Google fait de plus en plus peur

Street View, la nouvelle invention de Google, débarque en Belgique avec ses images panoramiques controversées. La firme californienne est plus mégalo que jamais. Pour le bien commun ?

« Faut-il avoir peur du géant du Web ?  » C’est le sous-titre interrogatif du tout nouveau livre de Randall Stross, intitulé Planète Google (1). Editorialiste au New York Times, auteur de chroniques réputées sur l’actualité numérique, Stross s’interroge sur le prétendu humanisme de la société de Mountain View qui ambitionne de  » réunir toutes les informations du monde « . Les dernières actus de Google tendent à confirmer son appréhension.

Au mois de février, Google s’est payé un encart insolite dans 200 journaux de 70 langues différentes : elle y annonçait aux auteurs du monde entier que Google Books allait archiver leurs livres et qu’ils pouvaient se faire connaître s’ils refusaient de figurer dans cette bibliothèque numérique planétaire. Google projette de numériser plus de 32 millions d’ouvrages édités depuis 1922. Fin octobre, un accord a été signé avec les éditeurs américains, à hauteur de 125 millions de dollars. En France, craignant de connaître le sort de l’industrie du disque, le Syndicat de l’édition a intenté un procès à la firme californienne qui a néanmoins réussi à persuader la bibliothèque de Lyon d’adhérer à son projet faramineux. La Bibliothèque nationale de France semble tentée, à son tour.

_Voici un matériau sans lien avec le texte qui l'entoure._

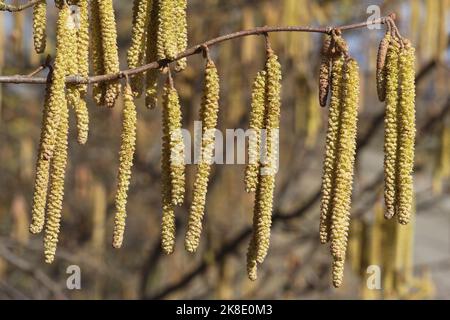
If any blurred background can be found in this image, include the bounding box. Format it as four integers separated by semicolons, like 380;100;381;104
0;0;450;299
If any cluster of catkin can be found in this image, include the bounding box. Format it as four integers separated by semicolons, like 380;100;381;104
244;46;281;280
377;23;416;224
319;32;359;287
127;0;187;108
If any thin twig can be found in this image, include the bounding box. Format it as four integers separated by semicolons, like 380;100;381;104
0;17;394;84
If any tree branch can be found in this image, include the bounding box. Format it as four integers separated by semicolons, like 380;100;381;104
0;14;395;84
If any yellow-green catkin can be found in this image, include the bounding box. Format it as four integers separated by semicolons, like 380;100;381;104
44;91;69;263
244;70;266;192
376;32;391;101
174;0;187;72
145;0;160;109
185;60;219;252
161;77;185;254
330;59;359;287
384;41;400;219
253;49;281;264
33;0;47;53
319;34;332;107
396;43;416;224
113;84;137;248
127;0;151;96
156;0;179;60
319;56;344;244
96;0;120;108
89;0;106;106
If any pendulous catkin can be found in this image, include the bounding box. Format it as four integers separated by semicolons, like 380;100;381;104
330;59;359;287
384;41;400;219
319;34;332;107
244;70;266;192
94;0;120;108
145;0;160;109
127;0;152;96
396;41;416;224
113;83;137;248
185;59;219;252
376;32;391;101
174;0;187;72
33;0;47;53
319;56;344;244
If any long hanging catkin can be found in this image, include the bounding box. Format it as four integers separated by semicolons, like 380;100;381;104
384;41;400;219
253;48;281;264
33;0;47;53
319;56;344;244
244;70;266;192
185;59;219;252
113;83;137;248
396;41;416;224
330;59;359;287
127;0;152;96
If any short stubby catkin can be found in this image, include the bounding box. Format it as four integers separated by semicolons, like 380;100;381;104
384;41;400;219
396;42;416;224
376;33;391;101
330;59;359;260
185;60;219;252
33;0;47;53
244;70;266;192
113;84;137;248
145;0;159;109
319;34;332;107
96;0;120;108
127;0;152;97
319;56;344;244
44;94;69;263
175;0;187;72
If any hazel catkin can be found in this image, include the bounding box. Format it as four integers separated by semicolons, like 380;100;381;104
384;41;400;219
244;70;266;192
396;42;416;224
33;0;47;53
185;59;219;252
319;56;344;244
113;83;137;248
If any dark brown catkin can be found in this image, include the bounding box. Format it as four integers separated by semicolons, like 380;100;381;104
319;34;332;107
185;59;219;252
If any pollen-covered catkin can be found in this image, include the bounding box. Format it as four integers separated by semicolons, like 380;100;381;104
319;34;332;107
156;0;179;60
145;0;159;109
185;60;219;252
244;70;266;192
127;0;151;96
113;83;137;248
319;56;344;244
254;49;281;264
89;0;106;106
384;41;400;219
376;33;391;101
33;0;47;53
330;59;359;272
175;0;187;72
396;42;416;224
44;91;69;263
96;0;120;108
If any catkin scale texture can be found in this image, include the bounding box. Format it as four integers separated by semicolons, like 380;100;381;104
331;59;359;260
319;56;344;244
396;44;416;224
113;84;137;248
244;70;266;192
185;61;219;252
33;0;47;53
384;41;399;219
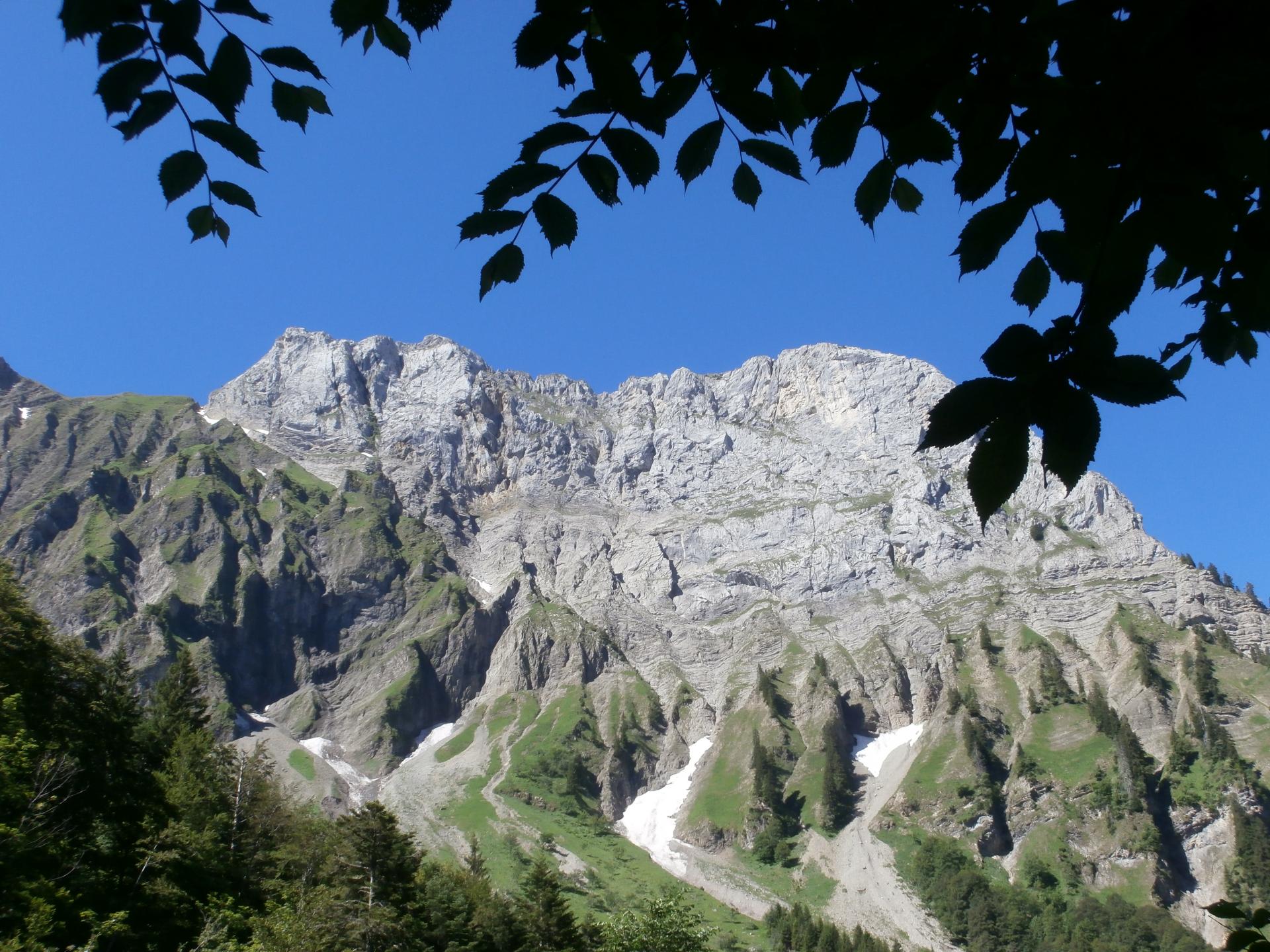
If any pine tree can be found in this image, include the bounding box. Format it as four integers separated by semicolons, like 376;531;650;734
516;854;583;952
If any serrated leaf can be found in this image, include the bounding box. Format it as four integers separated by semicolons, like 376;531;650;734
330;0;389;42
185;204;216;244
578;153;621;206
533;192;578;254
273;79;309;128
159;149;207;204
853;157;896;228
480;244;525;300
966;414;1029;529
480;161;562;211
458;208;525;241
732;163;763;208
653;73;701;120
740;138;805;182
601;127;661;188
952;198;1027;275
212;0;271;23
261;46;326;79
983;324;1049;376
675;120;724;188
767;66;806;136
97;56;163;116
1072;353;1183;407
211;182;261;218
398;0;450;37
97;23;146;66
1009;254;1049;314
1038;381;1103;492
374;17;410;60
917;376;1016;450
890;178;922;212
190;120;264;169
114;89;177;141
952;138;1019;202
210;34;251;109
812;102;873;170
517;122;591;163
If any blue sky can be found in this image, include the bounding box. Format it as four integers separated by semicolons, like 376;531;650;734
0;0;1270;592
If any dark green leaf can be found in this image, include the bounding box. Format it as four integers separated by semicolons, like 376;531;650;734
740;138;804;182
954;198;1027;275
159;149;207;204
1009;254;1049;314
732;163;763;208
853;157;896;228
552;89;613;120
517;122;591;163
1222;929;1265;951
812;101;868;171
802;66;851;118
97;23;146;65
211;36;251;108
330;0;389;42
890;178;922;212
114;89;177;140
192;120;264;169
374;17;410;60
917;376;1015;450
211;182;261;218
966;414;1029;529
1038;381;1103;492
480;244;525;300
601;127;661;188
480;161;562;211
1072;355;1183;407
261;46;326;79
983;324;1049;376
458;208;525;241
767;66;806;136
675;120;724;188
212;0;269;23
653;73;701;120
398;0;451;37
578;153;620;206
97;56;163;116
533;192;578;254
952;138;1019;202
185;204;216;244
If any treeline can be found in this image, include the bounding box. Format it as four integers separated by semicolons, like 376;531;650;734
911;836;1208;952
0;563;710;952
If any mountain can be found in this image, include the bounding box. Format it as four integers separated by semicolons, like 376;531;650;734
0;328;1270;948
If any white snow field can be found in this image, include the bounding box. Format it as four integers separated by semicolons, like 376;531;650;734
617;737;711;876
852;724;925;777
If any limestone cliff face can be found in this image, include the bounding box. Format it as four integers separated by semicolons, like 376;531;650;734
0;328;1270;940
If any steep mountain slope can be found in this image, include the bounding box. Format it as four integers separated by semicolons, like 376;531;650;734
0;338;1270;947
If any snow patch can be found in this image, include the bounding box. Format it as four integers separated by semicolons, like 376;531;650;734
402;724;454;767
851;724;925;777
617;737;711;876
300;737;378;810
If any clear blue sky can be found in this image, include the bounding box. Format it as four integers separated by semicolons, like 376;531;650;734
0;0;1270;593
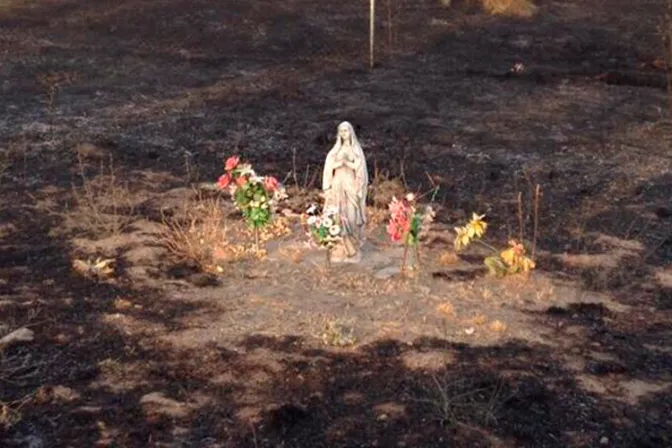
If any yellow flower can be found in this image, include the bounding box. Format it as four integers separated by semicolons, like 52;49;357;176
467;213;488;238
520;257;537;272
499;247;518;267
455;227;471;251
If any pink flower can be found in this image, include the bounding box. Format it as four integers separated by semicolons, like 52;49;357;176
387;220;401;241
388;198;408;217
217;173;231;188
264;176;279;191
224;156;240;171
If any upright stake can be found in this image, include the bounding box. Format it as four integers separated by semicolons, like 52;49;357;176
369;0;376;68
518;192;525;244
532;184;541;260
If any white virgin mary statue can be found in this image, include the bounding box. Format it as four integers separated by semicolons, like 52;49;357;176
322;121;369;262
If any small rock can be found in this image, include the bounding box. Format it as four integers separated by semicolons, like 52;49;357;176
140;392;188;418
51;386;80;402
0;327;35;349
374;266;401;280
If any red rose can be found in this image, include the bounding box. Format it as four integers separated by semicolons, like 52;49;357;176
236;176;247;187
217;173;231;188
224;156;240;171
264;176;278;191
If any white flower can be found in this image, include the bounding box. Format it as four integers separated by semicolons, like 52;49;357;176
324;205;338;216
273;185;289;202
238;163;257;178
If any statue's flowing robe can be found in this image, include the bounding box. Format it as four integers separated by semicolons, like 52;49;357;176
322;121;369;241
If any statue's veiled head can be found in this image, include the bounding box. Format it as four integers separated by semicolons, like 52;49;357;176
338;121;355;145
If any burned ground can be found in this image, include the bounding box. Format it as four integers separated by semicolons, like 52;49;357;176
0;0;672;447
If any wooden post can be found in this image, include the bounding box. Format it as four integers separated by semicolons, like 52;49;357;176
369;0;376;68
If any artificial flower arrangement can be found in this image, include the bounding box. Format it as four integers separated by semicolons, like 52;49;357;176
305;204;343;267
217;155;287;251
387;193;436;272
454;213;536;277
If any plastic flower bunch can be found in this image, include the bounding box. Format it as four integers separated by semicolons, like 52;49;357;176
306;204;343;249
217;156;287;229
455;213;536;277
387;193;436;246
387;193;436;271
483;240;536;277
454;213;488;251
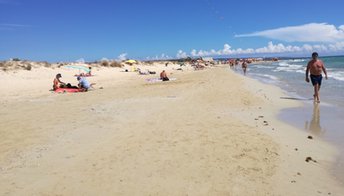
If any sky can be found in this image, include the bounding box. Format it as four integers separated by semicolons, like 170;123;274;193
0;0;344;62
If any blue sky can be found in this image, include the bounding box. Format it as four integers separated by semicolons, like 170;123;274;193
0;0;344;61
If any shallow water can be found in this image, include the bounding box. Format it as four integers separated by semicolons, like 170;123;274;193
237;57;344;182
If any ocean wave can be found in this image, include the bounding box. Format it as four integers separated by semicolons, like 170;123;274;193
329;71;344;81
289;59;306;62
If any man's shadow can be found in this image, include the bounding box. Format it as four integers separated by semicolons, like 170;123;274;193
305;103;326;136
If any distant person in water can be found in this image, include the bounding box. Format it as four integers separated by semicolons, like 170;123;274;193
306;52;327;103
241;60;247;75
53;73;66;90
86;67;92;76
77;76;91;92
160;70;170;81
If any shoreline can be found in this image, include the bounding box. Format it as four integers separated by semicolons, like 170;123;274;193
0;65;343;195
279;101;344;183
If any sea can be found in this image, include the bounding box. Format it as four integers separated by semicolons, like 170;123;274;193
231;56;344;183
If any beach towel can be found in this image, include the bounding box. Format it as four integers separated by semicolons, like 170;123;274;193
54;88;82;93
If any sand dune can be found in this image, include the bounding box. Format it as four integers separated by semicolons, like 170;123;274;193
0;66;344;195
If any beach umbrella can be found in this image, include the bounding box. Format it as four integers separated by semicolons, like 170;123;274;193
125;60;137;64
64;65;90;73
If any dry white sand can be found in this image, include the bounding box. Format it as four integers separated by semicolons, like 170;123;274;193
0;66;344;195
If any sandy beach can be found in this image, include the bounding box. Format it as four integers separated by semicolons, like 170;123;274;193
0;64;344;195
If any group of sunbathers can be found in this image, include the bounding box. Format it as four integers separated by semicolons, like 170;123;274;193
53;73;92;92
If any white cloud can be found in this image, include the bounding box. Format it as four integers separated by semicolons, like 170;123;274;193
184;41;344;57
235;23;344;43
117;53;128;61
176;50;188;59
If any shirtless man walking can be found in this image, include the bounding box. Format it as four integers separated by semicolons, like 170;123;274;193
306;52;327;103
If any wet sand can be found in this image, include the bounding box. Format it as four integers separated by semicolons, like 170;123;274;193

Depuis trois semaines, des Opel Vectra rouges, surmontées d’une caméra panoramique, sillonnent les rues de Bruxelles, avant de s’attaquer à d’autres villes comme Liège ou Anvers. Ces caméras prennent, tous les quelques mètres, des clichés à 360° pour alimenter le service Google Street View. Ce dernier permet aux internautes de se déplacer virtuellement dans une grande ville, comme s’il s’y promenait en réalité. Après les Etats-Unis, Google mitraille ainsi toute l’Europe. Le résultat est étonnant, mais le principe suscite la polémique, même si, après de nombreuses plaintes, Google a décidé de flouter automatiquement, mais de manière imparfaite, les visages et les plaques minéralogiques reconnaissables.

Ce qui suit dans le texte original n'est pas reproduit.